Slow and Steady: The Road to Recovery.
Osama Bin Laden impacted America's perception forever and has influenced the United States" economy in many ways. After one terrible day in mid September, America's future was changed and our economy was altered. Though some speculate that Osama Bin Laden's strike weakened our economy beyond the point of fast recovery, some believe that the only impact inflicted was minor "scrapes and bruises". How serious was the U.S.'s economy impacted after September 11th?.
"The United States economy has proven to be very resilient." Despite damage exceeding $120 billion and an overwhelming deal of anxiety, almost two years after the attacks the United States is still in the midst of a "slow" economic recovery.
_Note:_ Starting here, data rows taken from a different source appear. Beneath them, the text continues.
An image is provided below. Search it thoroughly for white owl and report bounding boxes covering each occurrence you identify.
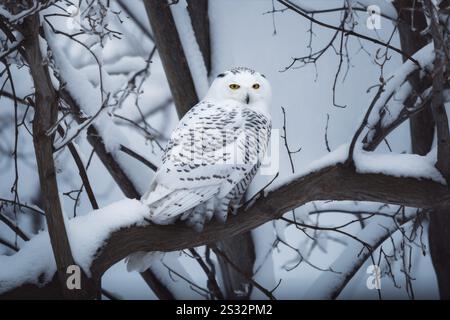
[127,67,272,271]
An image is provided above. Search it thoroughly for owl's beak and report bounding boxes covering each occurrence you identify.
[245,94,250,104]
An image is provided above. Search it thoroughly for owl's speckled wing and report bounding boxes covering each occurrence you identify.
[141,99,271,229]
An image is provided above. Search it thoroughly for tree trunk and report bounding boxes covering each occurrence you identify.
[393,0,434,156]
[428,211,450,299]
[424,0,450,299]
[216,232,256,299]
[20,12,94,299]
[394,0,450,299]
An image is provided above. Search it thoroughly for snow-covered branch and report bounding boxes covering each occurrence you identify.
[363,43,436,150]
[1,147,449,298]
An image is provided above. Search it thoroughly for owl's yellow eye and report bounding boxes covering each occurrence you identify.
[252,83,260,89]
[229,84,240,90]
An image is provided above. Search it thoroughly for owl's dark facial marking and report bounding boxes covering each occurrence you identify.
[229,67,256,75]
[217,73,226,78]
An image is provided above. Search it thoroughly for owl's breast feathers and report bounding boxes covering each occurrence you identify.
[141,99,271,230]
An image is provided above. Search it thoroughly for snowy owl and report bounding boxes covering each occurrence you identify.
[126,67,271,271]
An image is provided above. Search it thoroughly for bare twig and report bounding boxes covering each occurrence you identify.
[346,83,385,167]
[281,107,301,173]
[277,0,421,66]
[212,246,277,300]
[188,248,224,299]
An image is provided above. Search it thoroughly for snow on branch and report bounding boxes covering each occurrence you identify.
[0,1,52,24]
[363,43,435,149]
[1,147,449,297]
[45,29,129,155]
[0,199,148,294]
[275,144,445,188]
[45,26,157,196]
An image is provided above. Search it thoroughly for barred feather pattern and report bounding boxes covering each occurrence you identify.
[142,100,271,231]
[126,68,272,272]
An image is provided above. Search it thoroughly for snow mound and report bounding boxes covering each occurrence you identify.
[0,199,148,293]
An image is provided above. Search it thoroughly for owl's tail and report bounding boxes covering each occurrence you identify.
[125,251,164,272]
[144,183,221,224]
[126,184,221,272]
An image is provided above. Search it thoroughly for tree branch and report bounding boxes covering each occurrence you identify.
[19,12,92,299]
[422,0,450,300]
[424,0,450,183]
[143,0,199,118]
[186,0,210,75]
[88,164,450,276]
[277,0,421,66]
[2,163,449,298]
[304,208,420,299]
[59,92,174,300]
[393,0,435,156]
[56,126,99,210]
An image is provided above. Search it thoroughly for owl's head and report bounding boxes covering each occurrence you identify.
[205,67,271,110]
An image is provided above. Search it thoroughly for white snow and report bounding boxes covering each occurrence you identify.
[366,43,435,131]
[0,198,148,293]
[171,0,210,99]
[0,1,47,23]
[380,81,412,128]
[347,0,398,20]
[354,147,444,183]
[272,144,445,191]
[43,15,163,195]
[104,56,147,75]
[45,25,129,154]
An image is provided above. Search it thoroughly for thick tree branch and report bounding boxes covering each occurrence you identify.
[187,0,211,75]
[89,164,450,276]
[216,232,256,299]
[2,163,449,298]
[143,0,199,118]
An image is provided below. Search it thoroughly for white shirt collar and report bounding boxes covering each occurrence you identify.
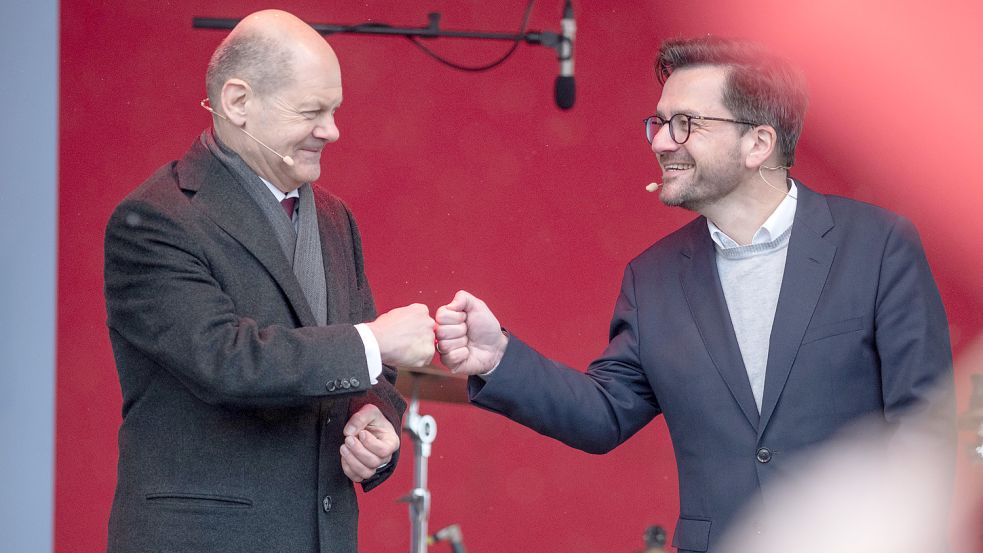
[708,181,798,249]
[260,177,300,202]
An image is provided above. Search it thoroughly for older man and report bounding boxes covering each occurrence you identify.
[104,10,432,553]
[436,36,953,552]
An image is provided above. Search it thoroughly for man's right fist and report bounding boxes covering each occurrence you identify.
[367,304,435,368]
[435,290,508,375]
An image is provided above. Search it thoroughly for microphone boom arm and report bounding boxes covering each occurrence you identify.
[194,8,574,109]
[193,13,566,51]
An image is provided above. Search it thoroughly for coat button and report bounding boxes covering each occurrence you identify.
[326,381,336,392]
[341,379,351,389]
[350,377,360,388]
[322,496,332,512]
[756,447,772,463]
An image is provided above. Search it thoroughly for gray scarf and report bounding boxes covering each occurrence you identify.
[201,130,328,326]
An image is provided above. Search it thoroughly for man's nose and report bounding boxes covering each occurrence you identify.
[314,114,340,143]
[650,123,678,155]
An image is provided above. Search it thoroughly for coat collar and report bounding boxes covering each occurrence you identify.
[174,136,319,327]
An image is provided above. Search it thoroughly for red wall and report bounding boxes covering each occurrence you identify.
[59,1,983,552]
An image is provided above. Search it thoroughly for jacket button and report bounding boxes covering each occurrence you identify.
[756,447,772,463]
[322,496,332,512]
[350,377,360,388]
[341,379,351,389]
[326,381,336,392]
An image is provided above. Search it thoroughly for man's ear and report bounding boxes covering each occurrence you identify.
[219,78,252,127]
[744,125,778,169]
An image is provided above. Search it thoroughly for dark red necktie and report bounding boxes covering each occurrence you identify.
[281,197,297,219]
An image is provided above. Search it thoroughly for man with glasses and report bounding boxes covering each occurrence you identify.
[434,36,953,552]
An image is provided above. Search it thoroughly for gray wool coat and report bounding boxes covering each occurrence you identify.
[104,136,405,553]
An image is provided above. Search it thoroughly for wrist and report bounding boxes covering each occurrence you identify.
[489,328,509,369]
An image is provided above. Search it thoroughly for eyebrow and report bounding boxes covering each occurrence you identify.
[297,97,342,111]
[655,109,701,119]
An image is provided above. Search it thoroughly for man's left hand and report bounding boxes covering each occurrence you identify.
[340,404,399,483]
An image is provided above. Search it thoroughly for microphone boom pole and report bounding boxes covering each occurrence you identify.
[193,10,573,108]
[195,13,561,47]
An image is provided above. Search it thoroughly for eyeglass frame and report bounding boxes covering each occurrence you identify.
[643,113,762,145]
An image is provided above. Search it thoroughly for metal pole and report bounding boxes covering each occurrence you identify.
[192,14,562,49]
[403,383,437,553]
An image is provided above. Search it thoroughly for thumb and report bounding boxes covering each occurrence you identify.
[344,404,382,436]
[450,289,481,314]
[444,290,469,312]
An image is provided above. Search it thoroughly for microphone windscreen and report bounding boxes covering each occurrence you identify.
[555,76,575,110]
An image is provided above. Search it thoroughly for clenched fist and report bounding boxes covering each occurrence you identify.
[435,290,508,375]
[367,303,435,368]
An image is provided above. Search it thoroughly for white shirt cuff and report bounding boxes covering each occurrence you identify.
[354,323,382,385]
[477,363,498,380]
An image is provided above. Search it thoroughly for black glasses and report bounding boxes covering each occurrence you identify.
[644,113,761,145]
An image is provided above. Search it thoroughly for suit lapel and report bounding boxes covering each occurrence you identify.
[176,140,319,327]
[679,221,761,429]
[757,182,836,433]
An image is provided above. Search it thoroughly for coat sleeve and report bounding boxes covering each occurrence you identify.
[104,196,373,409]
[469,263,662,454]
[874,215,955,447]
[337,205,407,491]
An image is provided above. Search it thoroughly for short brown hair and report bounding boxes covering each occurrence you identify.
[656,36,808,166]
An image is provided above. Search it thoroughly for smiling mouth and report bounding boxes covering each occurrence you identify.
[661,163,694,177]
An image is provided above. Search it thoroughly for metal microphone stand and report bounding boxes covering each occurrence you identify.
[401,381,437,553]
[386,365,469,553]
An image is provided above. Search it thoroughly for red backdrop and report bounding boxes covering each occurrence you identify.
[59,1,982,552]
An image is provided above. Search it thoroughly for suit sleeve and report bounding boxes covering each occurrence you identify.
[339,206,407,491]
[104,197,372,409]
[469,263,662,454]
[874,216,955,449]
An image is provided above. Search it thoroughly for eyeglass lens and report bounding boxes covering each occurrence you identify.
[645,114,691,145]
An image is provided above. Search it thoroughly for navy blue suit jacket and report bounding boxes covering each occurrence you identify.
[470,181,953,552]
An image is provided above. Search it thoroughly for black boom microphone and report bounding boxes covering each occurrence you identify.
[554,0,576,110]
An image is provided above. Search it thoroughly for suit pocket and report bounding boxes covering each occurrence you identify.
[672,516,711,552]
[801,316,864,345]
[145,492,253,509]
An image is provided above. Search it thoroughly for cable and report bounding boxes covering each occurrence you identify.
[405,1,535,72]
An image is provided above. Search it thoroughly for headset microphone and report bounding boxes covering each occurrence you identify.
[199,99,294,166]
[645,182,661,192]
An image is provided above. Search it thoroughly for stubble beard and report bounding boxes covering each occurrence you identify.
[660,145,743,212]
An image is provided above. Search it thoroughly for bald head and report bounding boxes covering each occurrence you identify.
[205,10,339,109]
[204,10,344,192]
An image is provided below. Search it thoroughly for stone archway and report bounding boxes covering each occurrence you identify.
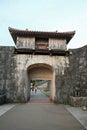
[27,63,55,101]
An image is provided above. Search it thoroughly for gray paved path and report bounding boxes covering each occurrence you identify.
[0,90,86,130]
[66,105,87,129]
[30,89,52,103]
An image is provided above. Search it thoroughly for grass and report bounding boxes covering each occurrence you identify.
[41,89,50,97]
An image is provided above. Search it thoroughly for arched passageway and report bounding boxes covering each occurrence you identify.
[27,64,55,101]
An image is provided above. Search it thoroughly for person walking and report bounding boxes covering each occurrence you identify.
[35,87,37,94]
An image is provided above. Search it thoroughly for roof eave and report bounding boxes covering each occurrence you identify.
[8,27,75,44]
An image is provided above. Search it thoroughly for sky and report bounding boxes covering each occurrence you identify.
[0,0,87,49]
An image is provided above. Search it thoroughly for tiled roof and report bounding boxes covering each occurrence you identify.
[8,27,75,44]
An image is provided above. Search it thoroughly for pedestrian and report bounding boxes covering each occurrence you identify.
[35,87,37,94]
[32,85,34,92]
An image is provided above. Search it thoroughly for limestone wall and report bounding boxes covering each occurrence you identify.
[13,54,69,102]
[56,45,87,104]
[69,45,87,97]
[0,45,87,104]
[0,46,15,102]
[0,46,69,102]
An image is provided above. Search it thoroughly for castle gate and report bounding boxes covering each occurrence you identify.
[8,27,75,103]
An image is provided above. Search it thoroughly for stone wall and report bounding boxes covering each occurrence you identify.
[0,46,15,102]
[0,45,87,105]
[69,45,87,97]
[0,46,69,103]
[56,45,87,105]
[68,45,87,106]
[13,54,69,102]
[69,96,87,107]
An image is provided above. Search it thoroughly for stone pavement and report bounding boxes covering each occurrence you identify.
[0,89,86,130]
[0,104,15,116]
[66,105,87,130]
[30,89,52,103]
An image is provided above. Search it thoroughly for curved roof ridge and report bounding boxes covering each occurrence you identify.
[8,27,75,44]
[8,27,75,34]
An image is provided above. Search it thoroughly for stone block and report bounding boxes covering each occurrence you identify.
[69,96,87,107]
Consumer confidence is still increasing at a slow rate and household spending still lacks in comparison to the days before the attacks.
After the tragedies of September 11, consumer spending fell dramatically. Spending fell as a result of a drop in equity wealth and the Dow Jones Industrial Average recorded its "biggest weekly decline since the Great Depression". The multiplier effect of both declining wealth and falling consumer confidence caused final sales to drop by 1.5 percent the week of September 15, 2001. Also, loss of productive and financial capital from the September 11 incident (including replacement value of structures, equipment, and software) was estimated to be between $10 billion and $30 billion. Moreover, the cost of insurance claims has been "estimated to be around $42 billion (which is the largest in the history of the National Income and Productivity Accounts)". .
After the attack, Congress quickly approved $40 billion in "emergency discretionary appropriations" which included $18 billion for defense and $22 billion for non-defense items. Of the $22 billion, $16 billion is for combating terrorism, improving homeland security, and providing aid.